VaR Daily vs Annual

There’s an example in Kaplan secret sauce and just wondering what am I doing wrong.

Daily Std Dev = 0.0011 1Day Rtn = 0.00085 Value of Portfolio=100m

So var at 5% significance: VaR(daily) = [0.00085 - 1.65(0.0011)] * 100m = -96,500

I am trying to convert this to Annual VaR now considering 250 days

VaR(annual) = [0.00085*250 - 1.65(0.0011*(sqrt(250)))]* 100m = 18,380,233

Why my VaR is positive?

Thanks in advance for any help.

What is the right answer according Kaplan ?

Paste this in google

0.00085*250-1.65*(0.0011*15.8)*100000000

-2,867,699.78

This is due to MV multiplication at the end. Take that out and var is positive. :confused:

schweser only has daily var calculated.

What?

Google this

0.00085*250-1.65*(0.0011*15.8)

or

[0.00085*250-1.65*(0.0011*15.8)]*100000000

Oh, now I see it.

The Sharpe ratio for annual VAR is 12.07.

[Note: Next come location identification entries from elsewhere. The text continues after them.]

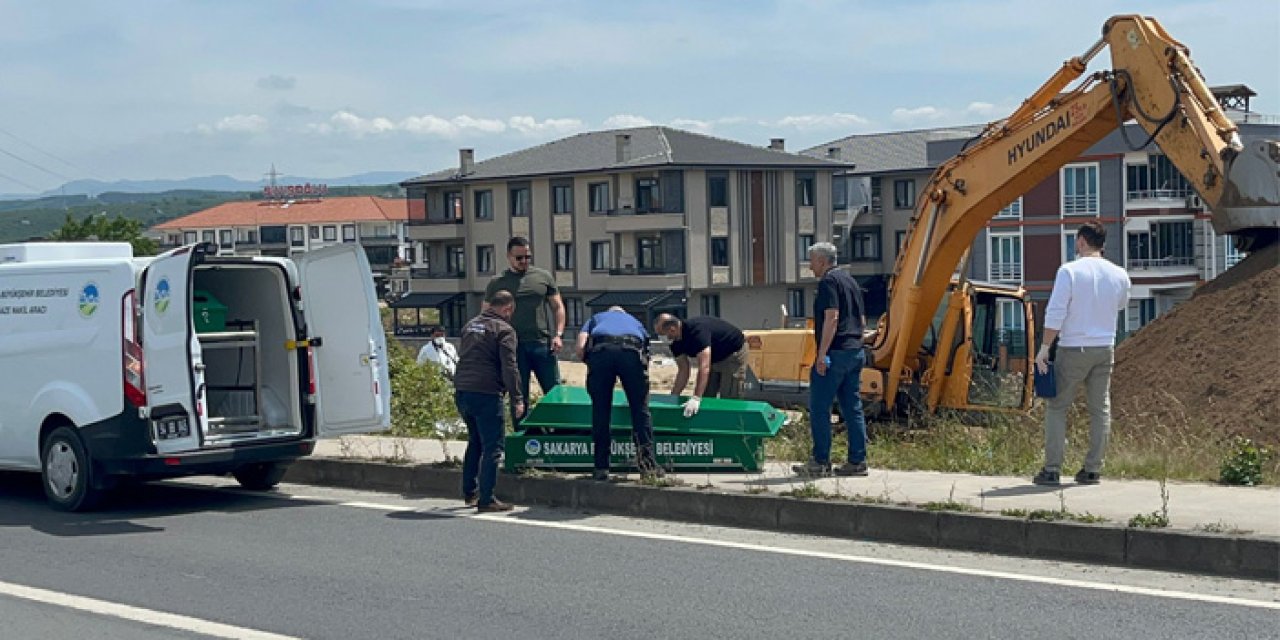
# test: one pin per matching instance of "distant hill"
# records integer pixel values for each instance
(224, 183)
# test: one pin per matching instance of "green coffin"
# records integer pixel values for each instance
(726, 434)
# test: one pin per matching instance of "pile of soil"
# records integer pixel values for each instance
(1214, 361)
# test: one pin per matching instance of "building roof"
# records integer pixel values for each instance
(892, 151)
(650, 146)
(251, 213)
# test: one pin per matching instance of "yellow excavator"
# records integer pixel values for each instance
(941, 343)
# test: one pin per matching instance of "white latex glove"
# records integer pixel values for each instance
(1042, 360)
(691, 406)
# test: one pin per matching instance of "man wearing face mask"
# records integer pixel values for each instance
(440, 352)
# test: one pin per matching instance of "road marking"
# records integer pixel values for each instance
(842, 557)
(136, 613)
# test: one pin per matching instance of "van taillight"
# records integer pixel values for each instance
(135, 375)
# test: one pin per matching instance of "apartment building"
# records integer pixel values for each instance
(289, 227)
(653, 219)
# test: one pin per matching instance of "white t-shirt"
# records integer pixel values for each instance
(442, 353)
(1088, 292)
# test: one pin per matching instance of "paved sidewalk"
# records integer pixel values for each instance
(1191, 506)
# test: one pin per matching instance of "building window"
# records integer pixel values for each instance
(864, 245)
(904, 193)
(795, 304)
(1080, 190)
(563, 256)
(1157, 179)
(648, 195)
(562, 199)
(717, 191)
(711, 305)
(1013, 210)
(804, 191)
(484, 259)
(484, 205)
(456, 260)
(602, 256)
(1006, 257)
(803, 242)
(649, 252)
(720, 251)
(521, 202)
(1165, 245)
(599, 195)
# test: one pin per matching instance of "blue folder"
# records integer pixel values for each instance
(1046, 385)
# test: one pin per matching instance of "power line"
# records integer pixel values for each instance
(68, 163)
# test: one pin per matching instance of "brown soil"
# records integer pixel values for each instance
(1214, 361)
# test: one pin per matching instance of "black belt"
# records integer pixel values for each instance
(625, 341)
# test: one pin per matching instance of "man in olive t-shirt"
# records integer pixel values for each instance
(534, 289)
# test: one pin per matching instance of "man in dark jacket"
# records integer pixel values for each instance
(487, 368)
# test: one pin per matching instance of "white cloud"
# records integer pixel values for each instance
(554, 126)
(814, 122)
(626, 122)
(240, 123)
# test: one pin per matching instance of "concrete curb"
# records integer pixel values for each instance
(1249, 557)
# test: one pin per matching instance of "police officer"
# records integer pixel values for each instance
(616, 347)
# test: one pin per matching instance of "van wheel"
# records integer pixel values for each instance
(260, 476)
(67, 471)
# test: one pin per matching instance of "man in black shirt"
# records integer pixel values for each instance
(720, 350)
(836, 374)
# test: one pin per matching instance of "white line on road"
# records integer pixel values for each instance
(136, 613)
(864, 560)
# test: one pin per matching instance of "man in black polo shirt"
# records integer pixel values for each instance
(839, 318)
(720, 350)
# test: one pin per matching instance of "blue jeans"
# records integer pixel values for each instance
(842, 383)
(485, 432)
(536, 359)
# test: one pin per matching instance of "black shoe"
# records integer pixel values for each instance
(812, 469)
(494, 507)
(851, 469)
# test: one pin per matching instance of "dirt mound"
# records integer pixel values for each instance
(1211, 361)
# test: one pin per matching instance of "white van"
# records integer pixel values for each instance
(118, 366)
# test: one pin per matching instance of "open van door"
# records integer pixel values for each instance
(172, 361)
(351, 374)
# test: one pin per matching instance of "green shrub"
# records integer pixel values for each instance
(1243, 464)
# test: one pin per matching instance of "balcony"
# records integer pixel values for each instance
(1160, 263)
(1006, 272)
(627, 220)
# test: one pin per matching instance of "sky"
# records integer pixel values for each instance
(174, 88)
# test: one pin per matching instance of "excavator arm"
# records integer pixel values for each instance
(1152, 81)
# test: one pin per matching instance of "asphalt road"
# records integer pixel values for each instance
(344, 565)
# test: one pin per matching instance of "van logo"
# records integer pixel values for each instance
(163, 295)
(88, 300)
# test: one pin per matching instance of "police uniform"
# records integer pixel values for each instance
(617, 348)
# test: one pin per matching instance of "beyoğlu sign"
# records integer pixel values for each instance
(677, 452)
(295, 191)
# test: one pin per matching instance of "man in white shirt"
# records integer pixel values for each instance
(1088, 292)
(439, 351)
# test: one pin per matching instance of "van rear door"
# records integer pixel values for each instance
(341, 307)
(170, 351)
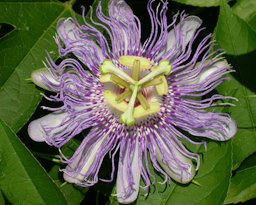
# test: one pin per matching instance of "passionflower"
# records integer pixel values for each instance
(140, 100)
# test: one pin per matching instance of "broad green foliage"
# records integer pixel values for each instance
(22, 179)
(246, 9)
(242, 186)
(213, 177)
(22, 51)
(201, 3)
(234, 34)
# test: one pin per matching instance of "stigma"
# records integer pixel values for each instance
(130, 92)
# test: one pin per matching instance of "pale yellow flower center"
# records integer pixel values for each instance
(130, 100)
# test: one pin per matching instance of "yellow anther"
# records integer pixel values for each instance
(143, 101)
(108, 67)
(123, 96)
(162, 88)
(140, 112)
(136, 70)
(111, 100)
(128, 61)
(155, 81)
(163, 67)
(119, 81)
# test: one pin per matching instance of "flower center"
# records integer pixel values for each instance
(129, 97)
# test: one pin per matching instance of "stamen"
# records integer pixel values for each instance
(119, 81)
(164, 67)
(123, 96)
(140, 112)
(143, 101)
(108, 67)
(129, 61)
(110, 98)
(155, 81)
(162, 89)
(136, 70)
(127, 117)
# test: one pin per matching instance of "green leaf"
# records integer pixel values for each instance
(242, 186)
(242, 86)
(200, 3)
(72, 193)
(213, 177)
(22, 179)
(22, 51)
(233, 34)
(246, 10)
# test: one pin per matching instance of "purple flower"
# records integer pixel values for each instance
(139, 99)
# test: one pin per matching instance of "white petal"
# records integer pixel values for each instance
(39, 76)
(35, 128)
(220, 65)
(122, 183)
(175, 171)
(183, 33)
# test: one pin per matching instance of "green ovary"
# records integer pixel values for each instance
(131, 101)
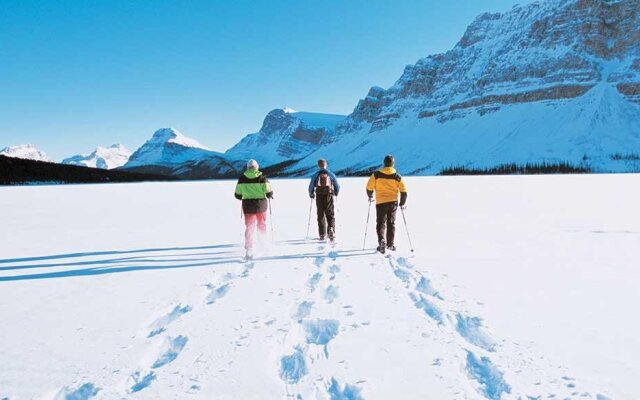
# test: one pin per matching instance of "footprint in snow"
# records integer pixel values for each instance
(313, 282)
(470, 328)
(141, 382)
(160, 324)
(348, 392)
(331, 293)
(293, 367)
(302, 311)
(488, 376)
(216, 292)
(82, 392)
(321, 332)
(172, 348)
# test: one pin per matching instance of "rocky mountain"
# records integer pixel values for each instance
(25, 151)
(554, 81)
(286, 135)
(169, 152)
(102, 157)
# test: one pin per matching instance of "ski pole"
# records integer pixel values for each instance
(366, 227)
(336, 216)
(406, 228)
(271, 219)
(309, 223)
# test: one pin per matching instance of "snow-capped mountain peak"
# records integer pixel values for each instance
(25, 151)
(168, 147)
(110, 157)
(286, 135)
(174, 136)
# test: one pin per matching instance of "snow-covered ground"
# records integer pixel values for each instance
(519, 286)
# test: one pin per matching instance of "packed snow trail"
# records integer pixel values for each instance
(303, 319)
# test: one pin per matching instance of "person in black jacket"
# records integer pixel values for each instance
(323, 186)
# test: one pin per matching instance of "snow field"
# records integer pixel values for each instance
(517, 289)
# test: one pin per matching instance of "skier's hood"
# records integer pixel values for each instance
(252, 173)
(388, 170)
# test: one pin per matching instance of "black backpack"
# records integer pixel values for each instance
(324, 185)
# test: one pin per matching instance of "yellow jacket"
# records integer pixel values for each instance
(387, 183)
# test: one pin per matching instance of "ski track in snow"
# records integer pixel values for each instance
(318, 318)
(308, 340)
(486, 375)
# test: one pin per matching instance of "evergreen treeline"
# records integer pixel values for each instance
(16, 171)
(515, 169)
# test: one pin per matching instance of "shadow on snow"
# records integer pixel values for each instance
(141, 263)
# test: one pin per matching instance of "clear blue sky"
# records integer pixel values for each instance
(77, 74)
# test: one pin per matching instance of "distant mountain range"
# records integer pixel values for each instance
(102, 157)
(555, 82)
(25, 151)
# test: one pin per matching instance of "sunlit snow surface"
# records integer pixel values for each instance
(520, 287)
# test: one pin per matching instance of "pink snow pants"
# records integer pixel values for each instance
(250, 221)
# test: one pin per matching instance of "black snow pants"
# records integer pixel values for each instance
(386, 218)
(326, 214)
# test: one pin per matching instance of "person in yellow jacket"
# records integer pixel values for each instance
(386, 183)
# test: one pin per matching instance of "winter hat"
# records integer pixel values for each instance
(389, 161)
(252, 164)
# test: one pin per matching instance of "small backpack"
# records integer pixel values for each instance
(323, 183)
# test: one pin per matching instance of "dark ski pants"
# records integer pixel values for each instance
(386, 221)
(326, 214)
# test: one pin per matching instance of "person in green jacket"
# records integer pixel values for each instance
(254, 190)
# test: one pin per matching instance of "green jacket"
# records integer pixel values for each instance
(253, 189)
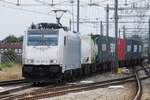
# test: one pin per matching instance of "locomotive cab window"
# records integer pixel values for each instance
(42, 39)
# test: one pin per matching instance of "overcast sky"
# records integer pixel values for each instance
(14, 20)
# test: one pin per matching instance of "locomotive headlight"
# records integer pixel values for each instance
(53, 61)
(30, 61)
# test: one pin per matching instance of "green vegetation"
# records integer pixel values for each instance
(13, 39)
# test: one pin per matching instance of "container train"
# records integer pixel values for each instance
(52, 52)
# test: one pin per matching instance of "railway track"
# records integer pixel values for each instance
(62, 89)
(139, 88)
(11, 82)
(53, 91)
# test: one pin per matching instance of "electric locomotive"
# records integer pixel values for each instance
(50, 52)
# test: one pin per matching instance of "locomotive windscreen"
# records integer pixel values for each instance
(42, 38)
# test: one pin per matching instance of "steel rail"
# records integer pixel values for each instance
(70, 89)
(11, 82)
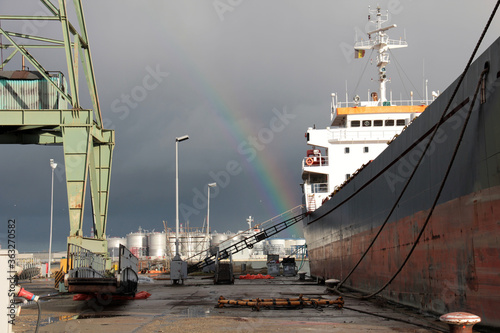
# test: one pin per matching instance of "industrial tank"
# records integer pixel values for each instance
(137, 243)
(157, 244)
(114, 245)
(276, 246)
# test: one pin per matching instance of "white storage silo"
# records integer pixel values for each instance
(137, 243)
(114, 245)
(157, 244)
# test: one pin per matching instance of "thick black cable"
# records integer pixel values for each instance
(438, 195)
(39, 315)
(420, 159)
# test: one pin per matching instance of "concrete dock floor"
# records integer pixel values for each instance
(191, 308)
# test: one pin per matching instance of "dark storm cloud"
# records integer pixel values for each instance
(162, 68)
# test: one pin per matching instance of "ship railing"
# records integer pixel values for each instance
(372, 42)
(314, 161)
(319, 188)
(387, 103)
(366, 134)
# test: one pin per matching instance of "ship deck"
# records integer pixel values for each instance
(192, 308)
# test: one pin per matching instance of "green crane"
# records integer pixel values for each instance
(88, 147)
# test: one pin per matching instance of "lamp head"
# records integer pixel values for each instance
(182, 138)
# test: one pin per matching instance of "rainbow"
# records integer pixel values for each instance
(277, 193)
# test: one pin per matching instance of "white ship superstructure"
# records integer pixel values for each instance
(360, 130)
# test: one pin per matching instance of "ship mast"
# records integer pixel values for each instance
(380, 42)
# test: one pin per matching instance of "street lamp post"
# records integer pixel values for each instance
(53, 166)
(177, 140)
(208, 209)
(178, 268)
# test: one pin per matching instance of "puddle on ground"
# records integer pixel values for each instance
(51, 320)
(198, 311)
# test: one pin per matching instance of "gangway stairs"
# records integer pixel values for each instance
(246, 243)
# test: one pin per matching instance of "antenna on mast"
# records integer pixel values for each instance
(383, 44)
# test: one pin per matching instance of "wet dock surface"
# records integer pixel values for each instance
(191, 307)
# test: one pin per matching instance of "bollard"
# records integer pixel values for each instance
(460, 322)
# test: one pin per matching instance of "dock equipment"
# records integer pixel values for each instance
(39, 108)
(299, 302)
(247, 242)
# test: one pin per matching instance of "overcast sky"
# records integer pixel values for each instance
(243, 78)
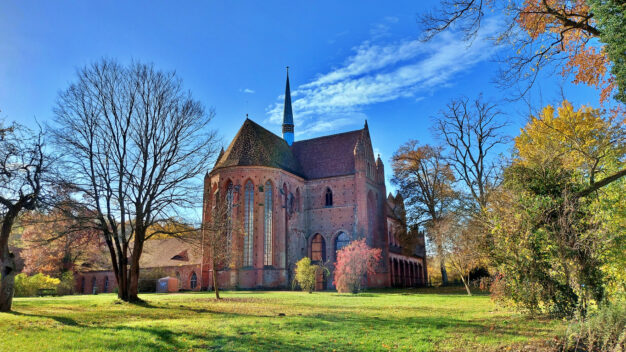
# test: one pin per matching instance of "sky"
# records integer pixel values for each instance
(349, 61)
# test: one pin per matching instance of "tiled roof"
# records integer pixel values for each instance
(169, 252)
(255, 146)
(320, 157)
(327, 156)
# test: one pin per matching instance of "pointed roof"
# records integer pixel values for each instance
(255, 146)
(327, 156)
(287, 112)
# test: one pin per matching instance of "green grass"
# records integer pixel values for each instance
(421, 320)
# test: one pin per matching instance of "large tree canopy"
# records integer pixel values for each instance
(134, 143)
(541, 32)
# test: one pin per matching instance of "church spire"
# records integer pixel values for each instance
(288, 115)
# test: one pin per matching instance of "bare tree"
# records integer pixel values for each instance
(425, 180)
(471, 130)
(23, 165)
(133, 143)
(540, 32)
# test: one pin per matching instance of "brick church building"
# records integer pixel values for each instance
(291, 199)
(305, 198)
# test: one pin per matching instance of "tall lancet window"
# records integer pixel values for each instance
(248, 224)
(269, 233)
(230, 197)
(329, 197)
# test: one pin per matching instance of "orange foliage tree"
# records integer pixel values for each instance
(540, 32)
(354, 262)
(54, 244)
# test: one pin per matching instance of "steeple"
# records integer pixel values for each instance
(288, 115)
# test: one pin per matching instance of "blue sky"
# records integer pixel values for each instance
(350, 61)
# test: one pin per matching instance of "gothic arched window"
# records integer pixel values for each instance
(193, 282)
(318, 249)
(229, 204)
(341, 241)
(329, 197)
(269, 206)
(248, 224)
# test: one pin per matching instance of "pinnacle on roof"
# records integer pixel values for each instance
(287, 112)
(288, 115)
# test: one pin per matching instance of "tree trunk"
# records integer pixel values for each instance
(7, 261)
(8, 281)
(466, 284)
(444, 273)
(133, 283)
(216, 286)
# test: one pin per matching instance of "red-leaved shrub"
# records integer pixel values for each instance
(354, 262)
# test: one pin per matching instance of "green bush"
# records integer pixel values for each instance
(305, 274)
(603, 330)
(28, 286)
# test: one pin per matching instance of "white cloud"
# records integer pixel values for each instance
(377, 73)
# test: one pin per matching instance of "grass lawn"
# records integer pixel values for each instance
(416, 320)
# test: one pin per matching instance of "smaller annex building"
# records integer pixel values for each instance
(160, 258)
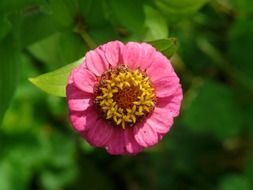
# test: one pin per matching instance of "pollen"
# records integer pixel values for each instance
(123, 97)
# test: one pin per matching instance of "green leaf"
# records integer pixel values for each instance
(213, 108)
(55, 82)
(234, 182)
(156, 24)
(240, 46)
(58, 49)
(9, 74)
(167, 46)
(175, 9)
(128, 14)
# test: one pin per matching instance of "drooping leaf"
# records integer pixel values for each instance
(55, 82)
(9, 73)
(176, 10)
(234, 182)
(212, 108)
(155, 23)
(128, 14)
(167, 46)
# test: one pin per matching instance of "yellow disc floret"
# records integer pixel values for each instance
(123, 97)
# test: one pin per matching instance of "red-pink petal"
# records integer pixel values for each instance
(99, 134)
(82, 121)
(77, 100)
(173, 102)
(84, 79)
(145, 135)
(95, 62)
(131, 54)
(161, 120)
(116, 144)
(132, 146)
(166, 87)
(112, 52)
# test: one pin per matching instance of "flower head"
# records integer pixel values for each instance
(123, 97)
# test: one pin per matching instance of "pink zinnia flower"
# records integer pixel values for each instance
(123, 97)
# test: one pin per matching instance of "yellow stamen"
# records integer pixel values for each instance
(125, 97)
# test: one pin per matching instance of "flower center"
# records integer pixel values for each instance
(123, 97)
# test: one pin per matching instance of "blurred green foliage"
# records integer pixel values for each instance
(210, 145)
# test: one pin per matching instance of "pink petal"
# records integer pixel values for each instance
(131, 54)
(82, 121)
(116, 145)
(145, 135)
(161, 120)
(77, 100)
(84, 79)
(173, 102)
(112, 52)
(96, 62)
(137, 55)
(132, 146)
(160, 68)
(166, 87)
(99, 134)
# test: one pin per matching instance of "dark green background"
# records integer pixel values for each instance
(210, 145)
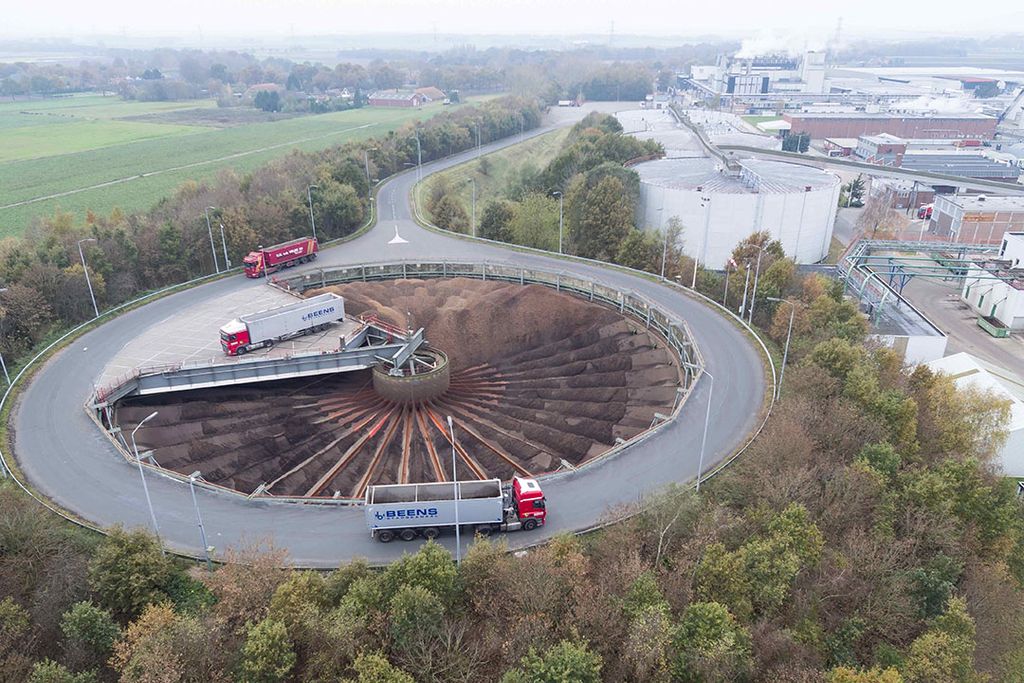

Makes sense since the daily VAR is 0.09% of the portfolio, and that scales down when you increase the time period.

So nothing I am doing wrong :slight_smile:

nah, it’s just the figures are a little bit unfortunate here - the daily var was slightly negative but because you multiply returns by 250 and volatilty by only 250^0.5, the outcome happens to be positive

Well . . . .

I ran a Monte Carlo simulation using the data you gave (assuming that the returns are normally distributed), compounding the daily return for 250 days. The results are:

  • Mean annual return = 2.37% (which is consistent with 0.85% compounded for 250 days)
  • Annual standard deviation of returns = 2.15%, which is a lot more than 0.11% × √ 250 (=1.7393%)

That’s probably why they didn’t compute the statistics for the annual return: it isn’t remotely as simple as you’d imagine.

I don’t think compounding mean returns is a good idea.

Maybe not.

But the data aren’t clear on whether that mean return is to be compounded or not.

I mean from a statistical prespective, since this is a single period model, and we’re using standard deviation.